To find the optimal balance of sensitivity and specificity, ask the vendors you are evaluating whether they have two versions of the predictive analytics you are interested in. For example, a predictive model (also referred to as an algorithm) tuned for a very high sensitivity to identify patients at risk for new onset diabetes can be used for low-cost interventions, such as mailers or electronic surveys. The high sensitivity will ensure very few patients fall through the cracks. Then, use the algorithm tuned for high specificity for your higher cost interventions, such as biogenetic screening and intensive nutritional counselling and coaching for those patients who have the highest certainty of progressing to diabetes, while avoiding these costly services for those who are least likely to benefit. There will be relatively few false positives from this group of patients, so you can intervene with a high degree of confidence.

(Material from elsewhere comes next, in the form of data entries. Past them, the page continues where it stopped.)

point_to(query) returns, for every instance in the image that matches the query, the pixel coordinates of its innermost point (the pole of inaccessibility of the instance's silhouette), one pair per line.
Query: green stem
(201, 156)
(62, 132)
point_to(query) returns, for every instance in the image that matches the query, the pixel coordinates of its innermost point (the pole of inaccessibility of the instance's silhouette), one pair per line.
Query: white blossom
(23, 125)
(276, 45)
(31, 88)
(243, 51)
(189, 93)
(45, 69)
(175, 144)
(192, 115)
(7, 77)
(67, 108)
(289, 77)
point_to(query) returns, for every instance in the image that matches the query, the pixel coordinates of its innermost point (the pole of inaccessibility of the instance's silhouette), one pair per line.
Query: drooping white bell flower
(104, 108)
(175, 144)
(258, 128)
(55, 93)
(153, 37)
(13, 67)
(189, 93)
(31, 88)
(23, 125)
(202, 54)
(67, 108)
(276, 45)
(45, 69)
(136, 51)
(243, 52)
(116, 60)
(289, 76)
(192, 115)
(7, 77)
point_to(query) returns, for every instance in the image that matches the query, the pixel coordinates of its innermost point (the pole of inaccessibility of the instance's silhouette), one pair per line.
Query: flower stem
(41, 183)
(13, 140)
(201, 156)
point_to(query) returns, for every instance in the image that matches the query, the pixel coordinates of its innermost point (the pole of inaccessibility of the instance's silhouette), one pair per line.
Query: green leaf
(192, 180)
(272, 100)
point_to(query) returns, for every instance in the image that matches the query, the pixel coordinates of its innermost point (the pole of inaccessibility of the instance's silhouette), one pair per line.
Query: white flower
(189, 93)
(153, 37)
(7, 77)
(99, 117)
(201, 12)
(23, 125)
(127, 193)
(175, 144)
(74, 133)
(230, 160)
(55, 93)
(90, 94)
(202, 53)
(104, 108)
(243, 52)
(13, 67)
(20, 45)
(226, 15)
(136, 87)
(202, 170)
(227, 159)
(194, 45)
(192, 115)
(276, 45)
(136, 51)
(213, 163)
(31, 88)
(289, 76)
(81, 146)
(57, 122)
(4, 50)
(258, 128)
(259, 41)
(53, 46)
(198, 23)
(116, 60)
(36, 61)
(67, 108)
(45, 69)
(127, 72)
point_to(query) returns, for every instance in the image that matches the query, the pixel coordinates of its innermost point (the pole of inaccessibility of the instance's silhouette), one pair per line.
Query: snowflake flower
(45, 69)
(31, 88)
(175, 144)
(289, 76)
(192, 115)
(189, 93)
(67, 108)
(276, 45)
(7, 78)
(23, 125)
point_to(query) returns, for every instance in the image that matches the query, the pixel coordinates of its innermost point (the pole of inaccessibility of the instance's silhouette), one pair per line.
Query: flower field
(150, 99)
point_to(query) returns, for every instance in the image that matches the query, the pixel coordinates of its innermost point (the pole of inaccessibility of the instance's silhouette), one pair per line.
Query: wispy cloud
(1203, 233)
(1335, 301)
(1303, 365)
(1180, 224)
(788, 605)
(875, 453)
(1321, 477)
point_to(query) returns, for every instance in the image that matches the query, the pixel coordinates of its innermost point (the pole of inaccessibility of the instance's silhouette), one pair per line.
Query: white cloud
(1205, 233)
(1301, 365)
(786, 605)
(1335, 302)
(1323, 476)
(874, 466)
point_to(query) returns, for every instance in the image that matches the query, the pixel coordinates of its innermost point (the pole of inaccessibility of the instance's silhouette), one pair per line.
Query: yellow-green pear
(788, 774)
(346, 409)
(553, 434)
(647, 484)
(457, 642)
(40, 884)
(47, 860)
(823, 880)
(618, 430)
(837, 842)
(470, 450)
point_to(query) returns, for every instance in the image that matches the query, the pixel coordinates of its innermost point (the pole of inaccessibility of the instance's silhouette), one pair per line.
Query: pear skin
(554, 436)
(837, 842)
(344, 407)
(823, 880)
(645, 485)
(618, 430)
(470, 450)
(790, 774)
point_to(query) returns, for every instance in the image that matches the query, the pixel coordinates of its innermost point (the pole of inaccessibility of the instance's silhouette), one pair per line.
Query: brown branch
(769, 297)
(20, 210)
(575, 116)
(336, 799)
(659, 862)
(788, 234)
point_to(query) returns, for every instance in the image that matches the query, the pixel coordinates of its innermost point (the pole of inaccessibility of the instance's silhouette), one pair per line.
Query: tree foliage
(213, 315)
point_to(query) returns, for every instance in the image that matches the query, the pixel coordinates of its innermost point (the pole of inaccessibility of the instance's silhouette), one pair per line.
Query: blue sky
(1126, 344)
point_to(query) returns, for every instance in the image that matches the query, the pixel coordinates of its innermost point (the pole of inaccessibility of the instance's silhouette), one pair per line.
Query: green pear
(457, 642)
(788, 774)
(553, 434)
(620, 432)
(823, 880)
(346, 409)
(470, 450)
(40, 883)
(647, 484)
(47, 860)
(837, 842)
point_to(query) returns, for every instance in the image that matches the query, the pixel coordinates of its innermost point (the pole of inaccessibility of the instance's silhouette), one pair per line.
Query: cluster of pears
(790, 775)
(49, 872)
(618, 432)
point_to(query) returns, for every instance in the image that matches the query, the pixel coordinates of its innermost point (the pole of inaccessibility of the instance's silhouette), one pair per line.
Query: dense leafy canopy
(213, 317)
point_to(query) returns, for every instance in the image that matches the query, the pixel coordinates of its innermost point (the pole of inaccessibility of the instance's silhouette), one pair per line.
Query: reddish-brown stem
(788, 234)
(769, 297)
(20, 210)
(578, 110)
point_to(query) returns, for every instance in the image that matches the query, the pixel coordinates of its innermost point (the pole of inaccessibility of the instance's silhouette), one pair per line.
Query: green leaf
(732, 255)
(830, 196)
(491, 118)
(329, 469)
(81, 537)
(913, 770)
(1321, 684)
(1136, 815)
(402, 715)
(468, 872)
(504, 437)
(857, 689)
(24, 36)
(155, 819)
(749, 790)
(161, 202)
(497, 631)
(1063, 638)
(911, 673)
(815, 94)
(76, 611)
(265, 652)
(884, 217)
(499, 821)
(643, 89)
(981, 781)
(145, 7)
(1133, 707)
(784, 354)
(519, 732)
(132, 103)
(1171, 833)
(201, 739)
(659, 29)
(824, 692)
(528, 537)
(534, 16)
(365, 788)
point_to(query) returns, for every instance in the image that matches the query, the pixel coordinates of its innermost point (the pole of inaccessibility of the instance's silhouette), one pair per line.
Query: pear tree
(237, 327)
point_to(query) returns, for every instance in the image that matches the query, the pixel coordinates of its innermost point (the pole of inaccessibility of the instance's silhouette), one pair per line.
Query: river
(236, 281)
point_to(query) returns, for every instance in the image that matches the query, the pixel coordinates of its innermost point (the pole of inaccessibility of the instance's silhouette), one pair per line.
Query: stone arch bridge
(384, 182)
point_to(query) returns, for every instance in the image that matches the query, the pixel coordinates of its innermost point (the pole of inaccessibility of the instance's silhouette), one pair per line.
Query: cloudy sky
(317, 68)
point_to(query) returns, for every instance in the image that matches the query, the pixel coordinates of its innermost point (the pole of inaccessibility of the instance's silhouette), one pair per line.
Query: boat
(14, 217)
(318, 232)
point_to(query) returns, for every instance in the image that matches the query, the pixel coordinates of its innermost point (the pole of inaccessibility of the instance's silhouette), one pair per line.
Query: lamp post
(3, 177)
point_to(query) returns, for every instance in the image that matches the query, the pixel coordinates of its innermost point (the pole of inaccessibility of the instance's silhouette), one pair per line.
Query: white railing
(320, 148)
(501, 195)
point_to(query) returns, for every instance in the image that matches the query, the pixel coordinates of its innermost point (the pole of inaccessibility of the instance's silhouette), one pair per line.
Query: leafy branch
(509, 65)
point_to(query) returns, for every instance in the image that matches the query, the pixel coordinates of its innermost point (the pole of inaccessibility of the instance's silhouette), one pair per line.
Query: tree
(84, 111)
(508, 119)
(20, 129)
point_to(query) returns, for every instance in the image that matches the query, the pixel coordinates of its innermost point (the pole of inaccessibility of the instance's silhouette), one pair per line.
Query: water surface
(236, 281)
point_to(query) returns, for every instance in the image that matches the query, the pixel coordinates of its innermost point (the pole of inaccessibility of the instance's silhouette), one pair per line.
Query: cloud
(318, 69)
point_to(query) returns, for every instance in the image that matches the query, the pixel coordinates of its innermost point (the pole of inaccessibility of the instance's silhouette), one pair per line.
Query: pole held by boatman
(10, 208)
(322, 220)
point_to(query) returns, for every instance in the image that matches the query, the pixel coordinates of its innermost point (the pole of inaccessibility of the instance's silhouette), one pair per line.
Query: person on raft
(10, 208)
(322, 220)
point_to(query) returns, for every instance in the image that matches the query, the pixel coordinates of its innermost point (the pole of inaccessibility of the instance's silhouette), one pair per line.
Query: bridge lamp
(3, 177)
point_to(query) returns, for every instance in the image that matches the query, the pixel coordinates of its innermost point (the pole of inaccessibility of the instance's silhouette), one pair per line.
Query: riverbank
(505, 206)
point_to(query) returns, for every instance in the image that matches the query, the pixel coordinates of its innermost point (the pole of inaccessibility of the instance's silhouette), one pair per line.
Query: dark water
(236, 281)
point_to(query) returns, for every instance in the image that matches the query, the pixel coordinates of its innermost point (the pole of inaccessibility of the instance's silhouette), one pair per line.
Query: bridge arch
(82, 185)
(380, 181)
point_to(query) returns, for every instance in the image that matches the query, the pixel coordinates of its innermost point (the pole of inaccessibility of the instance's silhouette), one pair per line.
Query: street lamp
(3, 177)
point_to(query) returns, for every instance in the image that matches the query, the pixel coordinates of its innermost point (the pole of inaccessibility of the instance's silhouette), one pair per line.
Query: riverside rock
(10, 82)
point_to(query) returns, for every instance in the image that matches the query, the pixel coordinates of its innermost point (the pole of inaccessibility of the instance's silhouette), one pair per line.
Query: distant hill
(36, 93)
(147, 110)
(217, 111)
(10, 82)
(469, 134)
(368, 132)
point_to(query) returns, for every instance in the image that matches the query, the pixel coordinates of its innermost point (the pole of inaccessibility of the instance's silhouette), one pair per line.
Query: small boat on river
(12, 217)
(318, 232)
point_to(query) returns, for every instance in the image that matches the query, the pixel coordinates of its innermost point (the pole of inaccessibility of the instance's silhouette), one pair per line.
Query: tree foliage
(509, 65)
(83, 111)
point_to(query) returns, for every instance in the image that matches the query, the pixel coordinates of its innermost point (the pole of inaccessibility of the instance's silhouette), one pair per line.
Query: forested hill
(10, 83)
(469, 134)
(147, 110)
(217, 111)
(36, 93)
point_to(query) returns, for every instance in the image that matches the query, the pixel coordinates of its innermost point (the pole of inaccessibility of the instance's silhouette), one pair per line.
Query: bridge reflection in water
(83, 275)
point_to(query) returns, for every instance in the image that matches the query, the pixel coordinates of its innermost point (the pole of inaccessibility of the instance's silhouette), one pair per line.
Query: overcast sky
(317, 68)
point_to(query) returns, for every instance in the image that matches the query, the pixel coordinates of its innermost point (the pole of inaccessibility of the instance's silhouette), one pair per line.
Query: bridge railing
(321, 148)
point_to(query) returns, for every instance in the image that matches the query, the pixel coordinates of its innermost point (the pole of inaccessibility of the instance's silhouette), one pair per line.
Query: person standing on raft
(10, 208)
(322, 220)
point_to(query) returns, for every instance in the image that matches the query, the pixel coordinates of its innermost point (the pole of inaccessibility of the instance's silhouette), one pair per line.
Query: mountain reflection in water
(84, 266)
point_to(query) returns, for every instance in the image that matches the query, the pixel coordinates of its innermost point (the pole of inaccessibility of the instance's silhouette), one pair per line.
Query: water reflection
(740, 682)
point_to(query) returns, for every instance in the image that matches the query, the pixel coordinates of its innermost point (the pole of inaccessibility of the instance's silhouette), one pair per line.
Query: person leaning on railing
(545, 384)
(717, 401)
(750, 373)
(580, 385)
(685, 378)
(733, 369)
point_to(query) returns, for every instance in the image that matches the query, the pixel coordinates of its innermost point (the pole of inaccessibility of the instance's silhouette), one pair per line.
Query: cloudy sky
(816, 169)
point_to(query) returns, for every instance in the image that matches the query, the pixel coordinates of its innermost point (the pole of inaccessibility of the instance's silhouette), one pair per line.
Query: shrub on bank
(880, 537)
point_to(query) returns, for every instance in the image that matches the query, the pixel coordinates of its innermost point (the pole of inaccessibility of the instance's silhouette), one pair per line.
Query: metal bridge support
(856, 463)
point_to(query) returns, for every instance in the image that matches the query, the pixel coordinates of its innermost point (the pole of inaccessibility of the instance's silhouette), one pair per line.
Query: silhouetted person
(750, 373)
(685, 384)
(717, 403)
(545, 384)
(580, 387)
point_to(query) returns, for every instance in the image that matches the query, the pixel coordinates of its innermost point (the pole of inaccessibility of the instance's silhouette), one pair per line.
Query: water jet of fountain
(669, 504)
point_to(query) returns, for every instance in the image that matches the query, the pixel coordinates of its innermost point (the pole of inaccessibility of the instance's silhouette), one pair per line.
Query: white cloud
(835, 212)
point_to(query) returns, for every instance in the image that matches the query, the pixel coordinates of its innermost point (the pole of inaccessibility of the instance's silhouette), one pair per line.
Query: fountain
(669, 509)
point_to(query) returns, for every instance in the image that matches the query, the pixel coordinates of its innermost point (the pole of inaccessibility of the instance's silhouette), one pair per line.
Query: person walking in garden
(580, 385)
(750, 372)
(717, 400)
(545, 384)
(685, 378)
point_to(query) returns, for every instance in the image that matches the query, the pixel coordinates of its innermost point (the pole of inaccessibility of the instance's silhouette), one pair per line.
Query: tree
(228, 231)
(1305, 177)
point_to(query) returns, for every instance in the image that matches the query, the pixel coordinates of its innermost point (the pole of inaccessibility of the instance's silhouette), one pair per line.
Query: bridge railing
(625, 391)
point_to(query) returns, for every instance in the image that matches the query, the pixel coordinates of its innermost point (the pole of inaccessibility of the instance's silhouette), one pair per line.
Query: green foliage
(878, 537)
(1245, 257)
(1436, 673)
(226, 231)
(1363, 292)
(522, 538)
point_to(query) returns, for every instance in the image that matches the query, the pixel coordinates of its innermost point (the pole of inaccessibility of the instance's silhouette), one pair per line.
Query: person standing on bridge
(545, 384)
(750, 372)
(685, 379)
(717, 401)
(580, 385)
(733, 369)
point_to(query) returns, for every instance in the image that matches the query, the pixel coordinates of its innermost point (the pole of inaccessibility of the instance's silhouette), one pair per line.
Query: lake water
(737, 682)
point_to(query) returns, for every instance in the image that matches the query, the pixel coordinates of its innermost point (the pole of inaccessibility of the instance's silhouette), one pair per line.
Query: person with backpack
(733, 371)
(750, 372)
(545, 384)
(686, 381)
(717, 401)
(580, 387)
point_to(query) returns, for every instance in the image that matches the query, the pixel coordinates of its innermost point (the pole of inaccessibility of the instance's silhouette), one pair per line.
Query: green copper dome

Finally, timing is everything when it comes to predictive analytics. An important question to ask your vendor is what the lead time is for the prediction being made and how often the prediction is updated or refreshed to detect changing conditions. This will largely depend on the source of data being used in the predictive models. It is possible to have predictive analytics that offer insight in a real or near real-time way as long as the algorithms use real or near real-time data from the EMR such as vital signs, laboratory results or medication orders. Retrospective data, such as ICD-10 diagnosis or CPT-4 procedure codes generated by the discharge abstract or billing system, are typically not available until two to five days after the patient is discharged unless you have real-time coding software. In the previous example for the detection of life-threatening conditions in medical surgical patients, a predictive analytic that generates an alert five minutes before a patient’s condition deteriorates will not provide enough time for an effective intervention to occur; whereas a lead time of 30 to 60 minutes would be more actionable. For predictive analytics to detect unplanned hospital readmissions, a lead time of one to two days prior to discharge would be optimally required.